I have to say in all fairness, Lionel is a good director. The others in the play were doing quite well, it was me that was holding things up, and I knew it.
Came the Dawn
After a night of naked me and mum dreams, I woke wondering why I wanted it to be Sunday instead of Saturday. As the fog of night dispersed from my brain I remembered; mum was gong to rehearse the seduction scene with me.
Now here I must confess that my problems with the seduction scene went beyond the mere fact I was embarrassed because it was with my mother.
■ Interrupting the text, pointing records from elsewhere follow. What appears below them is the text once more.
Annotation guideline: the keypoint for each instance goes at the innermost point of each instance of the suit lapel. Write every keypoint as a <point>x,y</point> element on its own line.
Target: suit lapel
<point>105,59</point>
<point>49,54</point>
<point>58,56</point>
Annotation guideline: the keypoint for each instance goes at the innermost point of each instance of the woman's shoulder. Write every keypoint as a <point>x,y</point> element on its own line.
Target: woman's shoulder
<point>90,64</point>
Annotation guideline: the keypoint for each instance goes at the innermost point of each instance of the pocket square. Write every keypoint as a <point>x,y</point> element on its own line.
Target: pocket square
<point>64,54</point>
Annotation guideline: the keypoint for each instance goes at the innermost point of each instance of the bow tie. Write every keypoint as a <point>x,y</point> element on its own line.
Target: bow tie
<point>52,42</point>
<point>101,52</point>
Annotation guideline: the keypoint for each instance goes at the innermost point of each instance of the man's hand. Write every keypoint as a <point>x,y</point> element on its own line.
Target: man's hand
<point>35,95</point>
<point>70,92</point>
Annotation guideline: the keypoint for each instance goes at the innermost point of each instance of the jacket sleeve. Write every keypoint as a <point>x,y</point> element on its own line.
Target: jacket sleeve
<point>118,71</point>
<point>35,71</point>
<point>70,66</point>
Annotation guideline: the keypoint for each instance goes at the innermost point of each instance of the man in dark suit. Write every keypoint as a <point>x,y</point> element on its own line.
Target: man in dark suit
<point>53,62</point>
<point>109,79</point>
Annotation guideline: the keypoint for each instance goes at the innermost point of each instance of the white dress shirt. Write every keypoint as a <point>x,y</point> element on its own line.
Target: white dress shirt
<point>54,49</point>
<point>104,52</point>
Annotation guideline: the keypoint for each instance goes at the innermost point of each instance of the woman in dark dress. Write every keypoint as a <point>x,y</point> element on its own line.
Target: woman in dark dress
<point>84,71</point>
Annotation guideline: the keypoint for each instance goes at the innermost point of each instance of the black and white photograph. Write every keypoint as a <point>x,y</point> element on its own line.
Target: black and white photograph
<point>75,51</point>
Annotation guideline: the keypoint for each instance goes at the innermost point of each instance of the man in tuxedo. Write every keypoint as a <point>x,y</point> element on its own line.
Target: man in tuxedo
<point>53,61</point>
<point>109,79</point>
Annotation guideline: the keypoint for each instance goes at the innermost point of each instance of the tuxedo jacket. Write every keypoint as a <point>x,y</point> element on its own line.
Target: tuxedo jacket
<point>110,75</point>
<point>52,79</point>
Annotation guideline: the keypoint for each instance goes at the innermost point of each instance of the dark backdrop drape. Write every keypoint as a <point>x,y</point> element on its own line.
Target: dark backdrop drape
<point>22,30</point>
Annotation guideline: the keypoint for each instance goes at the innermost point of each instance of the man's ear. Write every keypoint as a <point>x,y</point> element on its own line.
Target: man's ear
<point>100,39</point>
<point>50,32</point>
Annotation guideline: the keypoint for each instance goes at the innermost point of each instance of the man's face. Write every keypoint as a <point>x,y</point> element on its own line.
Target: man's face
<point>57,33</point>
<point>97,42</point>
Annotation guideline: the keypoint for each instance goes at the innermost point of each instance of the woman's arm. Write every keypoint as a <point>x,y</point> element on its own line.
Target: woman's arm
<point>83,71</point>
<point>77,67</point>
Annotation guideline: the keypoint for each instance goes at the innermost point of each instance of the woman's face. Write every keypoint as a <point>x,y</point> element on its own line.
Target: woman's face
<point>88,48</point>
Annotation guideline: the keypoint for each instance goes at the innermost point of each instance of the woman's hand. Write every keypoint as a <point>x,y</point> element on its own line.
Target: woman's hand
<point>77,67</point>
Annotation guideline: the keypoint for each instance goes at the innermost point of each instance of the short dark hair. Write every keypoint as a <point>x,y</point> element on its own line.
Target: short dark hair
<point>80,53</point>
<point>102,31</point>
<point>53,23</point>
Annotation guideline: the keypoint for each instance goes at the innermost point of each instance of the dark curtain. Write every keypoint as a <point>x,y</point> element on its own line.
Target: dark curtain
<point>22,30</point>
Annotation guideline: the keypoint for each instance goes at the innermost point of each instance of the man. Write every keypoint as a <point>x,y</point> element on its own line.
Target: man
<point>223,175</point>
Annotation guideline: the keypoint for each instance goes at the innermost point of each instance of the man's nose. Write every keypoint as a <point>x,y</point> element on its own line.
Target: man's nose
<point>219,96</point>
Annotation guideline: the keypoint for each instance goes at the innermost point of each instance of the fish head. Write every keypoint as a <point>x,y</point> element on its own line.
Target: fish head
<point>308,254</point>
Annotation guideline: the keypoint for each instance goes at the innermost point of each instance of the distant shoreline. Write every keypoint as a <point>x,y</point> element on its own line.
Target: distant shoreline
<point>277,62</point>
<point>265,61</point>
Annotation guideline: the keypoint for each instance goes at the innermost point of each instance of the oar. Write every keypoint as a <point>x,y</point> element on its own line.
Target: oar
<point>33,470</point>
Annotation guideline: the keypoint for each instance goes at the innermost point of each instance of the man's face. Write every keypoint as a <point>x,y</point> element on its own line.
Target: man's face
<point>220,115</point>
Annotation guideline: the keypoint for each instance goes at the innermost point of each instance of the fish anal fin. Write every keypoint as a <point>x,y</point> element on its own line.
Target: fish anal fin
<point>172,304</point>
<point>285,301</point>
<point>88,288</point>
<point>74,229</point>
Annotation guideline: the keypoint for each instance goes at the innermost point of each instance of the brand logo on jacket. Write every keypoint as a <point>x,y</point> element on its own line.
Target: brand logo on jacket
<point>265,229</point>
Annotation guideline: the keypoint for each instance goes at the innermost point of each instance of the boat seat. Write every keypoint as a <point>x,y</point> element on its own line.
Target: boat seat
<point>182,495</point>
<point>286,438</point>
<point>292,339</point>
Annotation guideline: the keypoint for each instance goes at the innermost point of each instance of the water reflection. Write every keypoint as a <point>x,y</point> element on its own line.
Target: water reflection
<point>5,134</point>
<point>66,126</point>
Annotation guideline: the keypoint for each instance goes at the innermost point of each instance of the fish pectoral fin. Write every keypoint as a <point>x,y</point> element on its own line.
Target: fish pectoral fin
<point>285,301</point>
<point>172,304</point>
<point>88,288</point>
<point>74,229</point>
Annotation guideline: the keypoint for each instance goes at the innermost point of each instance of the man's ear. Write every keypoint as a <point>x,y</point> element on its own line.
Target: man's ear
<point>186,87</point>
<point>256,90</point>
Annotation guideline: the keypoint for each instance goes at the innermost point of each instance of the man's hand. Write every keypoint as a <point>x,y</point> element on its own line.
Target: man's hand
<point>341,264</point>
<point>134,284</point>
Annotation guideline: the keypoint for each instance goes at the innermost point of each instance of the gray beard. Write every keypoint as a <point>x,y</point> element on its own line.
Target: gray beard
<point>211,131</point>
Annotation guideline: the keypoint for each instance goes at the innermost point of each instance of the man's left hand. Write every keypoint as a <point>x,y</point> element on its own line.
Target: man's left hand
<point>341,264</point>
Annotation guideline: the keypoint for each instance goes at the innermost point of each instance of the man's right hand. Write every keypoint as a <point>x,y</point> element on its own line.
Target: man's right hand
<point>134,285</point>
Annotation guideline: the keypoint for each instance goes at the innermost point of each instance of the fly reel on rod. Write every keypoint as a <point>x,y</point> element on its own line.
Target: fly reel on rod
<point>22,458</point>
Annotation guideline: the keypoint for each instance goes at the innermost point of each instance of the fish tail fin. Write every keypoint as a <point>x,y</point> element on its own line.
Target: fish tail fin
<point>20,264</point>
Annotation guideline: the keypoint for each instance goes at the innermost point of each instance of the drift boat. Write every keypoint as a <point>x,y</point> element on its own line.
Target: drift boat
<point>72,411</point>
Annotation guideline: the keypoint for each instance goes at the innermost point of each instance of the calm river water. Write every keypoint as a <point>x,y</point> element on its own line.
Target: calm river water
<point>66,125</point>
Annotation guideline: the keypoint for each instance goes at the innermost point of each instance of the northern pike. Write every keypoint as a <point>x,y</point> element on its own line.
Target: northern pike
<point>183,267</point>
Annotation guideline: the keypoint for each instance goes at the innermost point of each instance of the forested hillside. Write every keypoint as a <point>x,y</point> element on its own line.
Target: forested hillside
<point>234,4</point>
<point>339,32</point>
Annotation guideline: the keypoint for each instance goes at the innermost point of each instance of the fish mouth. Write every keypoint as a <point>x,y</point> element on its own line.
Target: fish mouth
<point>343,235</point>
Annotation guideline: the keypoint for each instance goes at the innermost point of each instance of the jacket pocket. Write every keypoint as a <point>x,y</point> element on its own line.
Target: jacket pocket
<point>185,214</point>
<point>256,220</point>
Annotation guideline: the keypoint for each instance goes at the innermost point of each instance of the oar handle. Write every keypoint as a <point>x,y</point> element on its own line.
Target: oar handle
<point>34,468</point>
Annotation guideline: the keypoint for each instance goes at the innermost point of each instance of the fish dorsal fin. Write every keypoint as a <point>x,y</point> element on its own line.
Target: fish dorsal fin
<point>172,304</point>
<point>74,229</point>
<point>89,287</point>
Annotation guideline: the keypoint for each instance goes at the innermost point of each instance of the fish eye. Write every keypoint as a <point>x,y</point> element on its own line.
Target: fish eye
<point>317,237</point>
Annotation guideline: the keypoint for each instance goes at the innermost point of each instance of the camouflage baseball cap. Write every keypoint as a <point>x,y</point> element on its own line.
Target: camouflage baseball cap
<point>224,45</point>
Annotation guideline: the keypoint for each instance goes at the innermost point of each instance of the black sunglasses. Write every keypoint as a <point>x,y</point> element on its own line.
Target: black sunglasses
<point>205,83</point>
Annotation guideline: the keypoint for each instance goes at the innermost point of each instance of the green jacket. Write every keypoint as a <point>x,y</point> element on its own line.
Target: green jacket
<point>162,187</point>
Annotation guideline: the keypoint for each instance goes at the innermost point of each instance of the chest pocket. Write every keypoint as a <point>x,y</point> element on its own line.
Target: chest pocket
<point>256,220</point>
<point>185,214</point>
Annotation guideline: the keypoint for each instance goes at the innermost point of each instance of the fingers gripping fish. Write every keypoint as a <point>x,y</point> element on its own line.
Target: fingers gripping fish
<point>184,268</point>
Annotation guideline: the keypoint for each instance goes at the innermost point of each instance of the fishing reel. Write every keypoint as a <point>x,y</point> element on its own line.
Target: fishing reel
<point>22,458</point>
No, let me put that another way. In that scene when I played the part of an arch, as Lionel would have it, even before I got near mother I’d got an erection. What it would be like if we had got into a close tangle could only be imagined.
Now I suppose that if I hadn’t been so tired the previous night I would have masturbated to relieve the sexual tension I’d experienced on stage with mother. Not having done so, and after the dreams I’d had, I felt a sticky patch under me, and you can guess what that meant.
I contemplated for a while the possibility of suddenly contracting terminal cancer, or perhaps I could fake a stroke that had left me unable to speak, but I knew mum would see through my ploy – she always had when I was a kid and I tried to fake pneumonia or a broken leg when I didn’t want to go to school.
Her usual response was, “Well, I suppose I’ll have to take you to see the doctor and he can give you a needle.” The suggestion of a needle always had a miraculously curative effect.
I knew I had to face the day so I got off the bed and did some under sheet maneuvering to try and get the sticky patch at the bottom of the bed. After that I showered and then having dressed made my way to the kitchen for breakfast.
Mum seemed very bright and breezy and she was wearing a dress almost identical to one she used in the play.
“As soon as we’ve finished breakfast,” she said, “we can get down to rehearsing, but darling, you’re clothes are all wrong. Remember, you’re supposed to be the gardener, it’s a hot day and you’re only wearing shorts. That’s what drives Lady Primrose nearly out of her mind, seeing your bare torso, so after breakfast go and change. We must do it properly.”